When an R function returns an object that contains functions to its parent environment (as is the case with a call like myVector <- makeVector(1:15)), not only does myVector have access to the specific functions in its list, but it also retains access to the entire environment defined by makeVector(), including the original argument used to start the function.

Why is this the case? myVector contains pointers to functions that are within the makeVector() environment after the function ends, so these pointers prevent the memory consumed by makeVector() from being released by the garbage collector. Therefore, the entire makeVector() environment stays in memory, and myVector can access its functions as well as any data in that environment that is referenced in its functions.

This feature explains why x (the argument initialized on the original function call) is accessible by subsequent calls to functions on myVector such as myVector$get(), and it also explains why the code works without having to explicitly issue myVector$set() to set the value of x.

## makeVector() step by step ##

After initializing key objects that store key information within makeVector(), the code provides four basic behaviors that are typical for data elements within an object-oriented program. They're called "getters and settters," and more formally known as mutator and accessor methods. As one might expect, "getters" are program modules that retrieve (access) data within an object, and "setters" are program modules that set (mutate) the data values within an object.

```R
 set <- function(y) {
                x <<- y
                m <<- NULL
        }
        get <- function() x
```

<<- is one of three forms of the assignment operator. The double left arrow << indicates that the assignment should be made to the parent environment.
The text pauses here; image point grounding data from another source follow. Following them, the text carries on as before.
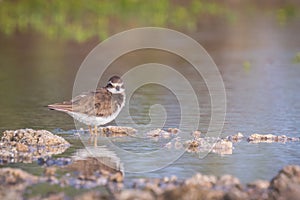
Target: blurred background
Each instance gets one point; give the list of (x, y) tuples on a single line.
[(255, 44)]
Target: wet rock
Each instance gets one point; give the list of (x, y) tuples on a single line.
[(201, 180), (22, 147), (117, 177), (159, 133), (235, 138), (26, 145), (117, 131), (194, 192), (32, 137), (173, 130), (12, 176), (258, 189), (94, 195), (196, 134), (227, 181), (219, 146), (13, 182), (286, 185), (269, 138), (136, 194)]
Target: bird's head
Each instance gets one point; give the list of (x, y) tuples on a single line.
[(115, 85)]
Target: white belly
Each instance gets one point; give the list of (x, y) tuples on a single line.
[(94, 120)]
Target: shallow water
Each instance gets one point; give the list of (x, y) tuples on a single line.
[(262, 87)]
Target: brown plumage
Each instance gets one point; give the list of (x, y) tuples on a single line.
[(100, 103), (97, 107)]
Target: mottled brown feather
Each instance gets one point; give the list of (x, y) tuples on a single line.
[(101, 103)]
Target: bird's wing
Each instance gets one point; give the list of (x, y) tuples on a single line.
[(99, 103)]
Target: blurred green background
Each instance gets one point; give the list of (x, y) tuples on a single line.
[(82, 20), (255, 44)]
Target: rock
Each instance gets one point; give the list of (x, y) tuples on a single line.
[(223, 147), (32, 137), (235, 138), (228, 181), (117, 131), (196, 134), (194, 192), (136, 194), (173, 130), (158, 133), (13, 182), (13, 176), (269, 138), (286, 185), (90, 195), (117, 177), (26, 145), (258, 189), (201, 180), (259, 184), (22, 147)]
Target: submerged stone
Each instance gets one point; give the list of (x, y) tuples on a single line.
[(26, 145)]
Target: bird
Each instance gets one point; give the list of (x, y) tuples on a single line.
[(98, 107)]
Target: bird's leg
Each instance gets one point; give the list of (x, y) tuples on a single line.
[(95, 141), (90, 130), (96, 130)]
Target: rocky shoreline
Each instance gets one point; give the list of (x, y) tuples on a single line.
[(17, 184), (103, 177)]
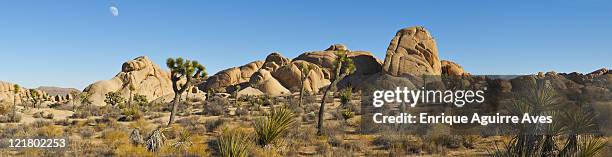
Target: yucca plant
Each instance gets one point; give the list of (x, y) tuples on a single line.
[(343, 66), (590, 146), (270, 128), (183, 141), (156, 141), (233, 143)]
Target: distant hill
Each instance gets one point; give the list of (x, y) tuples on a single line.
[(53, 91)]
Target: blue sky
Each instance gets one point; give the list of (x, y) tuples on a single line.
[(75, 43)]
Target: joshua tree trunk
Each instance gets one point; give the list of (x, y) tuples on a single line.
[(322, 111), (301, 93), (175, 102), (130, 100), (14, 108)]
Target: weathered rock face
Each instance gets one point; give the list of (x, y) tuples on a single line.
[(452, 68), (231, 77), (249, 91), (7, 94), (337, 47), (275, 61), (145, 76), (54, 91), (365, 62), (290, 75), (412, 51), (324, 59), (264, 81)]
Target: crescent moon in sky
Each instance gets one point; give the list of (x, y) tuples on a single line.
[(114, 10)]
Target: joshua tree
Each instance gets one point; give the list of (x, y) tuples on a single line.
[(339, 74), (85, 98), (237, 89), (36, 97), (114, 99), (16, 94), (131, 88), (73, 95), (305, 70), (183, 69)]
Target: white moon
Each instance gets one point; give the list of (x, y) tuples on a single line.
[(114, 10)]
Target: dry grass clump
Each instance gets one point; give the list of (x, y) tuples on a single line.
[(114, 138), (85, 111), (51, 131), (216, 106), (212, 125), (233, 143), (272, 127)]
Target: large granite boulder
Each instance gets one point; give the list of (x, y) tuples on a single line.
[(267, 84), (223, 80), (275, 61), (290, 75), (412, 51), (145, 76), (452, 68)]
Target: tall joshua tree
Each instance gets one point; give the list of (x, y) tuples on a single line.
[(36, 98), (305, 70), (15, 95), (131, 88), (182, 69), (343, 66)]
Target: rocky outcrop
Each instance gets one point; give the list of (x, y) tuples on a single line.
[(54, 91), (275, 61), (337, 47), (145, 76), (412, 51), (324, 59), (231, 77), (249, 91), (264, 81), (452, 68), (7, 93), (290, 75)]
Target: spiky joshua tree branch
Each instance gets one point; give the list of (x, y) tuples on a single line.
[(343, 66), (183, 70)]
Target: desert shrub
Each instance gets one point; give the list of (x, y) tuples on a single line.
[(86, 132), (449, 141), (133, 150), (310, 99), (270, 128), (49, 116), (38, 115), (214, 109), (233, 143), (155, 141), (346, 95), (9, 118), (114, 138), (4, 108), (85, 111), (198, 148), (212, 125), (51, 131), (469, 141), (241, 111), (130, 114), (347, 114), (41, 123), (62, 122)]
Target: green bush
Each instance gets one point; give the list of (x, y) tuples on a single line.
[(233, 144), (270, 128)]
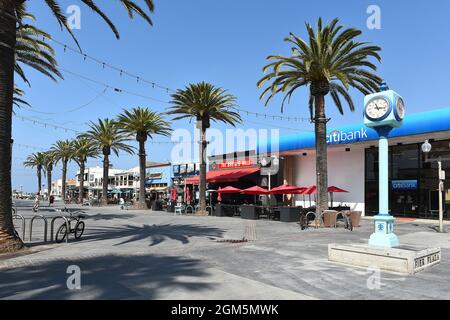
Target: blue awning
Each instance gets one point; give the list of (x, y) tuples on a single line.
[(418, 123)]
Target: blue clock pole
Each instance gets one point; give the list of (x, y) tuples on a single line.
[(383, 111), (383, 235)]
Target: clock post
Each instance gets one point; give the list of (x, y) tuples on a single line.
[(383, 112)]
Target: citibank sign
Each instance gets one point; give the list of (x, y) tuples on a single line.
[(339, 136)]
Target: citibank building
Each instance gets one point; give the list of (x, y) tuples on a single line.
[(353, 165)]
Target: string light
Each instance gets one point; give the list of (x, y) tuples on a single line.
[(159, 86)]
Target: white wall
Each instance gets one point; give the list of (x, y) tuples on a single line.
[(345, 170)]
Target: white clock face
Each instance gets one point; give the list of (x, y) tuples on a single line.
[(400, 106), (377, 108)]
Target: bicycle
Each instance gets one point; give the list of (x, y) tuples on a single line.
[(78, 231), (36, 206)]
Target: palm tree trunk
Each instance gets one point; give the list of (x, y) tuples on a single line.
[(105, 180), (49, 181), (321, 156), (202, 186), (142, 166), (39, 173), (8, 240), (64, 175), (81, 188)]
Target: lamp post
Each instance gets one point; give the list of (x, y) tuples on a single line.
[(426, 149)]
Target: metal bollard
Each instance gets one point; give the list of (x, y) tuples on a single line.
[(45, 226)]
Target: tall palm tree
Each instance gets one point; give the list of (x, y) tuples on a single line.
[(49, 161), (82, 150), (107, 137), (36, 160), (205, 103), (63, 152), (143, 123), (11, 14), (330, 62)]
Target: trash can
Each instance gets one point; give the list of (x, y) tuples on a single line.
[(329, 218), (355, 217), (289, 214), (249, 212)]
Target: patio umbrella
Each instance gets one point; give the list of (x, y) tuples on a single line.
[(173, 195), (210, 197), (256, 190), (334, 189), (188, 195), (309, 191), (287, 189)]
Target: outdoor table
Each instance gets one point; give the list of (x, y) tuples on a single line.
[(249, 212)]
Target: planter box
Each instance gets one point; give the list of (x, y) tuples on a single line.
[(289, 214), (249, 212)]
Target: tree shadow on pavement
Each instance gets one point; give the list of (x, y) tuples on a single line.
[(105, 277), (110, 216), (155, 233)]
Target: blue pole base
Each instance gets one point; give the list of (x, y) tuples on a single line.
[(384, 232)]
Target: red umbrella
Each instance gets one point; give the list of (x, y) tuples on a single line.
[(173, 195), (309, 191), (286, 189), (334, 189), (255, 191), (188, 195)]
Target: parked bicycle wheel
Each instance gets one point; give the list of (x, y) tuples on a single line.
[(61, 234), (79, 229)]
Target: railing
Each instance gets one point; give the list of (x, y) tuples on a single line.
[(19, 216), (52, 224), (45, 226)]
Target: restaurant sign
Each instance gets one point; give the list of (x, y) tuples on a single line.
[(404, 184), (236, 164)]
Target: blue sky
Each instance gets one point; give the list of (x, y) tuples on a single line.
[(225, 43)]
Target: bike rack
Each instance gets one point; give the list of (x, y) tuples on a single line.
[(187, 207), (19, 216), (45, 226), (52, 224)]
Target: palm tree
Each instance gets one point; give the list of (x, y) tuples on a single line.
[(205, 103), (11, 14), (63, 152), (36, 160), (143, 123), (82, 150), (49, 161), (329, 62), (107, 137)]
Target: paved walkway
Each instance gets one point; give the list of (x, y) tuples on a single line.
[(155, 255)]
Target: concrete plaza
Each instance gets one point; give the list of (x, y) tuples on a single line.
[(156, 255)]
Within set() we use the <<- form of the assignment operator, which assigns the value on the right side of the operator to an object in the parent environment named by the object on the left side of the operator.

When set() is executed, it does two things:

1. Assign the input argument to the x object in the parent environment, and
2. Assign the value of NULL to the m object in the parent environment. This line of code clears any value of m that had been cached by a prior execution of cachemean().

Therefore, if there is already a valid mean cached in m, whenever x is reset, the value of m cached in the memory of the object is cleared, forcing subsequent calls to cachemean() to recalculate the mean rather than retrieving the wrong value from cache.

Step 3: Create a new object by returning a list()

```R
    list(set = set,          # gives the name 'set' to the set() function defined above
         get = get,          # gives the name 'get' to the get() function defined above
         setmean = setmean,  # gives the name 'setmean' to the setmean() function defined above
         getmean = getmean)  # gives the name 'getmean' to the getmean() function defined above
```

The last section of code assigns each of these functions as an element within a list(), and returns it to the parent environment.Each element in the list is named. This allows us to use the $ form of the extract operator to access the functions by name rather than using the [[ form of the extract operator, as in myVector[[2]](), to get the contents of the vector.

It's important to note that the cachemean() function REQUIRES an input argument of type makeVector(). If one passes a regular vector to the function, as in

```R
aResult <- cachemean(1:15)
```

the function call will fail with an error explaining that cachemean() was unable to access $getmean() on the input argument because $ does not work with atomic vectors.

## Explaining cachemean() ##

cachemean() is required to populate or retrieve the mean from an object of type makeVector().

```R
cachemean <- function(x, ...) {
     ...
```

cachemean() starts with a single argument, x, and an ellipsis that allows the caller to pass additional arguments into the function.

Note that cachemean() is the only place where the mean() function is executed, which is why makeVector() is incomplete without cachemean().